Jhum or slash-and-burn cultivation is one of the primary causes of killer landslides in Arunachal Pradesh and elsewhere in the Northeast. This was underscored at a workshop on micro-zonation of landslide and earthquake in Itanagar on Friday.
According to Arunachal Pradesh Chief Minister Dorjee Khandu, the government was initiating proposals for fencing of slope farms and terrain-specific irrigation to help jhum cultivators switch to permanent cultivation in order to reduce landslides.
“We are awaiting the Centre’s approval for such innovative schemes toward greater ecological good,” he said.
Experts at the workshop said landslides, a common phenomenon in the Northeast, occur due to various human factors and can be minimized through awareness. Improper construction and unplanned towns on slopes are debilitating factors too..

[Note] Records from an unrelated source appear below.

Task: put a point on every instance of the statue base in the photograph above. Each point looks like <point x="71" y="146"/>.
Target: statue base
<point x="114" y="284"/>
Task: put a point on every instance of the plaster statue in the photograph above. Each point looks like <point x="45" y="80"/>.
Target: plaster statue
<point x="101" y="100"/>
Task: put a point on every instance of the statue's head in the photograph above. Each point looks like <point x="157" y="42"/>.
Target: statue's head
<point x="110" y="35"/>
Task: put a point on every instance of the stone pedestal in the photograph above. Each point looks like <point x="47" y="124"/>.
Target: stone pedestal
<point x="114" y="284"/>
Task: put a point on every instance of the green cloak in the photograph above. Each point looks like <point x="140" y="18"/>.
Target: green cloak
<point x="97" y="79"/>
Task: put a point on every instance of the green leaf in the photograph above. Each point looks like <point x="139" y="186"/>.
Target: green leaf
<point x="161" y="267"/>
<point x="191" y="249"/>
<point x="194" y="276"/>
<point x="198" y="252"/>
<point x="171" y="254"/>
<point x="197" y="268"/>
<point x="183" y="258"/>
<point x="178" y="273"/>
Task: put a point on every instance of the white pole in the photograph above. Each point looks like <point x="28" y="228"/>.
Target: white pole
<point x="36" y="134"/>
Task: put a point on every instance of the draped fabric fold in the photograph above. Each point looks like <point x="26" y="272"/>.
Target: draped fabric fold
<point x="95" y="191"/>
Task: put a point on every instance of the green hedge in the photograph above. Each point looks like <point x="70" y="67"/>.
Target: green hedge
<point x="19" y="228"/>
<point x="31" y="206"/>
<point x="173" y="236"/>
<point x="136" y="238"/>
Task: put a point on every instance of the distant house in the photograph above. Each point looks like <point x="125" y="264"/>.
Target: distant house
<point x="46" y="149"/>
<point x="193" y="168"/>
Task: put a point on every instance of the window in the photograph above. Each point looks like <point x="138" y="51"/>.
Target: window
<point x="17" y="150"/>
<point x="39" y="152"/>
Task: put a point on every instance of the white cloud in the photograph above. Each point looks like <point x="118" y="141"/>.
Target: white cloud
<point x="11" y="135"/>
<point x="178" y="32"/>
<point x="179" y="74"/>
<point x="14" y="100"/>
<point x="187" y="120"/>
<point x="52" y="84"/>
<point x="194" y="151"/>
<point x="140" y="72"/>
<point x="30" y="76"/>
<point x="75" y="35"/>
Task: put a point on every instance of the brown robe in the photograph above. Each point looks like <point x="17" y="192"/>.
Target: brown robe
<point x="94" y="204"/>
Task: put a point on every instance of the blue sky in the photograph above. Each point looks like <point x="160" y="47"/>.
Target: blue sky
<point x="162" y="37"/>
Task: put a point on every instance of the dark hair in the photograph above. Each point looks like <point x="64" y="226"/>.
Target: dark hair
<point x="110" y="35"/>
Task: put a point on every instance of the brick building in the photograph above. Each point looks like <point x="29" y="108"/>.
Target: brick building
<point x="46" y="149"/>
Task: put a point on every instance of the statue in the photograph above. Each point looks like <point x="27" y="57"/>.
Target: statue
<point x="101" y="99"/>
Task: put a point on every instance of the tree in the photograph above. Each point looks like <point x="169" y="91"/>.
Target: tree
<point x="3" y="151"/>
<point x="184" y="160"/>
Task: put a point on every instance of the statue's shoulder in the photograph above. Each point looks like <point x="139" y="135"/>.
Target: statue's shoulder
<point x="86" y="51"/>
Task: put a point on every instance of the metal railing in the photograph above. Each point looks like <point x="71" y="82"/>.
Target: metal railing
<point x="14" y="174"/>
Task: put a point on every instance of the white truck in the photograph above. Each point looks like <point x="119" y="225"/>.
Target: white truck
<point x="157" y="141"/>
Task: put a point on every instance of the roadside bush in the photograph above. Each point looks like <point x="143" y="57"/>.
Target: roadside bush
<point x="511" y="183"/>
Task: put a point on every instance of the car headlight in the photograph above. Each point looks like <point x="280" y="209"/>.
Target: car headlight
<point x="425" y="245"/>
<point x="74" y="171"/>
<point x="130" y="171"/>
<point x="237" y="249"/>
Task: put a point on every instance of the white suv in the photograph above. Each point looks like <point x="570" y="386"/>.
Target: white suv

Every year, monsoon-induced landslides kill at least 60 people in the Northeast, a majority of them in Arunachal Pradesh. In 2008, the Arunachal Pradesh government was forced to change building bylaw after a landslide in State capital Itanagar claimed 17 persons.
Agriculture experts, though, are divided over the ecological impact of jhum, something various hill tribes of the region have been practicing for centuries.
“There’s a misconception about jhum, which has traditionally been cyclic. A patch of hill slope forest burnt down once for cultivation would be allowed to grow back before using it again. The problem lies in places where due to land crunch and population pressure farmers return to the same patch sooner than was traditionally mandated,” said land resources specialist Amba Jamir from Nagaland.